In "Play the Najdorf" Emms says he likes Nbd7 setups vs an early Bd3 (such as 1. e4 c5 2. Nf3 d6 3. d4 cxd4 4. Nxd4 Nf6 5. Nc3 a6 6. f4 e6 7. Bd3 Nbd7). But black can easily play Nd7 instead of Nc6 in the kan, so it can't be as simple as that.

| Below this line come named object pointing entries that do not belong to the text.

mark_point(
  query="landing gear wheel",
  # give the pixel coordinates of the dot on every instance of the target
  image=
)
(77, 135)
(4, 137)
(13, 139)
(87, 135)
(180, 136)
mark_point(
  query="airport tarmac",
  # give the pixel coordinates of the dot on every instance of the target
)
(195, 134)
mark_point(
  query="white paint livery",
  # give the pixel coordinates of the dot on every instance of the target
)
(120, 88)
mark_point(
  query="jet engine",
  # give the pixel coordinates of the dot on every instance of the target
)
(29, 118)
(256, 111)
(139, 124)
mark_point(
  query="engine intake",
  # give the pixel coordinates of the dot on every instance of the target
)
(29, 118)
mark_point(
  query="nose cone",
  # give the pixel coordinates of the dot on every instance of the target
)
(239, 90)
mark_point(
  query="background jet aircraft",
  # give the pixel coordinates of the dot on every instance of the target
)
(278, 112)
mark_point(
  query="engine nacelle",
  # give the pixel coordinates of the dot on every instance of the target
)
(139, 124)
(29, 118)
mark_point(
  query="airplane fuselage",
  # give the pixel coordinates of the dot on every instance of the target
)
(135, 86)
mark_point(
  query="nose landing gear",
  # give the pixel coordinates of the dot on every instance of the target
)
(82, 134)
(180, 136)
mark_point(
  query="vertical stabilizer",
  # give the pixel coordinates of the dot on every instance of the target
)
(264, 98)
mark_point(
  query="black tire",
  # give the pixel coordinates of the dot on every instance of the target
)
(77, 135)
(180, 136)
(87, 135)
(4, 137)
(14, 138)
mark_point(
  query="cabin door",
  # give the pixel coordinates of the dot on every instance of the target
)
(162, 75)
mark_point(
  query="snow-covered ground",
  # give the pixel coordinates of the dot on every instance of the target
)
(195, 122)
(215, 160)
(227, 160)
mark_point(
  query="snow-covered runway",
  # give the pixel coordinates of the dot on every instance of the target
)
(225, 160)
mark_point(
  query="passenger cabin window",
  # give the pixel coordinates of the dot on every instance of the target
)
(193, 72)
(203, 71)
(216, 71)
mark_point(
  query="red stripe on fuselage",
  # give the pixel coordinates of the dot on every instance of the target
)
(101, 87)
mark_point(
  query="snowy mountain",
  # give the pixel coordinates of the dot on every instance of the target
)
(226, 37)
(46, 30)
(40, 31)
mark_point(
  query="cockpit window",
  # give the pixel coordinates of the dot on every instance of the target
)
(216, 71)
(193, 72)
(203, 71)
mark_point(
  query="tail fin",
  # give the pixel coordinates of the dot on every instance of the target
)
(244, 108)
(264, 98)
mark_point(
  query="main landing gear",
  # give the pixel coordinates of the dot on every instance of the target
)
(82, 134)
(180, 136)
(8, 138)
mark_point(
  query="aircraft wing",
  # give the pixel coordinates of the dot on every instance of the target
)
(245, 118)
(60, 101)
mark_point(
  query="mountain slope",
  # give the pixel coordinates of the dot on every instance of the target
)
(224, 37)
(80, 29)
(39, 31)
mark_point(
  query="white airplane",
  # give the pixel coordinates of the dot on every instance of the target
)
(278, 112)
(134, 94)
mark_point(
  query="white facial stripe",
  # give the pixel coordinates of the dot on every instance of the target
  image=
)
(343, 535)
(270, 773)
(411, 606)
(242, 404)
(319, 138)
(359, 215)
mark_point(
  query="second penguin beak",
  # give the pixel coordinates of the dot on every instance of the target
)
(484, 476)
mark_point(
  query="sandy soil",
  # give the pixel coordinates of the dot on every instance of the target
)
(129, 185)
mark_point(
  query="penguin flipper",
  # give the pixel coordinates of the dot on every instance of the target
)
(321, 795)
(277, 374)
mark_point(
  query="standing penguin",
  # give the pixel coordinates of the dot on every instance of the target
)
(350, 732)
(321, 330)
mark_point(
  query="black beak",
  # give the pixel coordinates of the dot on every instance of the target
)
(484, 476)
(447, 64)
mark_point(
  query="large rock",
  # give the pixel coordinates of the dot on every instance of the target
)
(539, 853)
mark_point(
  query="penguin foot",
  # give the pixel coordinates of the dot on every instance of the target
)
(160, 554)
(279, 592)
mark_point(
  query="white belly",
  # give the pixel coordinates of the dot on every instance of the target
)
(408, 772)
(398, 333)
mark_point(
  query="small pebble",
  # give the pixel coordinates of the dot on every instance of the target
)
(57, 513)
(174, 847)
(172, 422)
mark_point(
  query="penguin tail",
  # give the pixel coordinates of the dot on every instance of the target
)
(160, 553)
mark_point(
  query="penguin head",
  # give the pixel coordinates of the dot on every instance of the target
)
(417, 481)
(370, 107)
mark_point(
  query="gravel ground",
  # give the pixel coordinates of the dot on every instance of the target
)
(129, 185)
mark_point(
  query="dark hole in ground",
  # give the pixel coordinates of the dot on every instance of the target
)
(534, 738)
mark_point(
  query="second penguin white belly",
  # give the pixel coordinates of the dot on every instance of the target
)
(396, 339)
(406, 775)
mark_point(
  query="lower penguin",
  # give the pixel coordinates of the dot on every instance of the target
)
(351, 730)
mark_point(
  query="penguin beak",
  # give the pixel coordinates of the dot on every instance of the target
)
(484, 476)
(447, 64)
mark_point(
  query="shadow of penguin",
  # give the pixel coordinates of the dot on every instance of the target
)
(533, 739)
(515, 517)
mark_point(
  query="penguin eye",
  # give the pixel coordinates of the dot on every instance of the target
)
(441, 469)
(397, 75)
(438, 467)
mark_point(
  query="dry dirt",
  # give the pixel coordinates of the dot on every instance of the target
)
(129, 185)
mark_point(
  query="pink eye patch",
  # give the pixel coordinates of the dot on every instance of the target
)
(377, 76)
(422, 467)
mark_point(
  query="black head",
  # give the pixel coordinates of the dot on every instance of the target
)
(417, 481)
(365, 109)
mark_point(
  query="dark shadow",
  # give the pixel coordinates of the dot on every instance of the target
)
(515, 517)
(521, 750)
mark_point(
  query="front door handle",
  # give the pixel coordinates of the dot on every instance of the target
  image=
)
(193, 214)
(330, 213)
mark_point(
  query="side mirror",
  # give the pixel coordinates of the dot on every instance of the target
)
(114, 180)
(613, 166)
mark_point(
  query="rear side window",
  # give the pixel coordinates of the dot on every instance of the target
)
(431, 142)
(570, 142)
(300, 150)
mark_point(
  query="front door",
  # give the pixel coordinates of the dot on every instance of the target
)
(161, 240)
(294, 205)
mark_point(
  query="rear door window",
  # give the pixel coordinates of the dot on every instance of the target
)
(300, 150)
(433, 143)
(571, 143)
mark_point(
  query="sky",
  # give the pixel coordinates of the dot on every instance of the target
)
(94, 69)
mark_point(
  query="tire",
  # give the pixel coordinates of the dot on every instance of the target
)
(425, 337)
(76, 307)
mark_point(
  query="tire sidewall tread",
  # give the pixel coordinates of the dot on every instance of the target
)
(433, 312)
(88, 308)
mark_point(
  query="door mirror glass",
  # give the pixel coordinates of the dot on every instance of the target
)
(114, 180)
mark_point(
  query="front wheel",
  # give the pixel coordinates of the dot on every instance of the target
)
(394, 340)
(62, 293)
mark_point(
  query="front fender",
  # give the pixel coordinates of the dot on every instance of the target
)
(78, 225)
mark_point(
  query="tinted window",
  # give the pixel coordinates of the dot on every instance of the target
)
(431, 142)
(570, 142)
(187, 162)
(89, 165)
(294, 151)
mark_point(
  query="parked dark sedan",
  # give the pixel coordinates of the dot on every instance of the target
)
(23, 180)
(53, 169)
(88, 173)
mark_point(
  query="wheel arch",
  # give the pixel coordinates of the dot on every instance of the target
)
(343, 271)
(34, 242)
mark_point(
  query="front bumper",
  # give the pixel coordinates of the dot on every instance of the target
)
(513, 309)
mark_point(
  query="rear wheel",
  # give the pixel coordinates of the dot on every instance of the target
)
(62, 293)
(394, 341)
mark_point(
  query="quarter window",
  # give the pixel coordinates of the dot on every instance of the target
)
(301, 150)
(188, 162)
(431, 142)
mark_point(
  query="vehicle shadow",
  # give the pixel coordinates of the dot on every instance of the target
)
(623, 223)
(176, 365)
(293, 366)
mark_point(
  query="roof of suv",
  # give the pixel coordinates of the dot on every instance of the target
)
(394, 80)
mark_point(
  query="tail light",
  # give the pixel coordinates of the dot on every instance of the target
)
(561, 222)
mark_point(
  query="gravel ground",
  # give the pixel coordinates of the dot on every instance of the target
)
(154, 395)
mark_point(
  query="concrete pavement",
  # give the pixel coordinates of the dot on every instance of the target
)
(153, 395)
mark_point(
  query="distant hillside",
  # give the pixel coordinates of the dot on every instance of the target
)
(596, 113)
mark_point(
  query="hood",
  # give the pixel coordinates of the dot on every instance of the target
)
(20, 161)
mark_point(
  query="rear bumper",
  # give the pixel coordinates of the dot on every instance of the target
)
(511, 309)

I am thinking, for instance, of the following positions:

Schevy:

1. e4 c5 2. Nf3 d6 3. d4 cxd4 4. Nxd4 Nf6 5. Nc3 e6 6. Be3 a6 7. Bd3 or

1. e4 c5 2. Nf3 d6 3. d4 cxd4 4. Nxd4 Nf6 5. Nc3 e6 6. Bd3 Nc6 7. Be3 These are both minor sidelines according to my database.

Taimanov:

1. e4 c5 2. Nf3 e6 3. d4 cxd4 4. Nxd4 Nc6 5. Nc3 Qc7 6. Be3 a6 7. Bd3 Most popular here.

Kan:

1. e4 c5 2. Nf3 e6 3. d4 cxd4 4. Nxd4 a6 5. Nc3 Qc7 6. Bd3 is again the most popular move.

What's going on here? The main difference I see is the early Qc7 in the latter positions. Is white arguing that this is a wasted tempo, and this gives him time for Bd3? I don't understand. Thanks a lot for your help.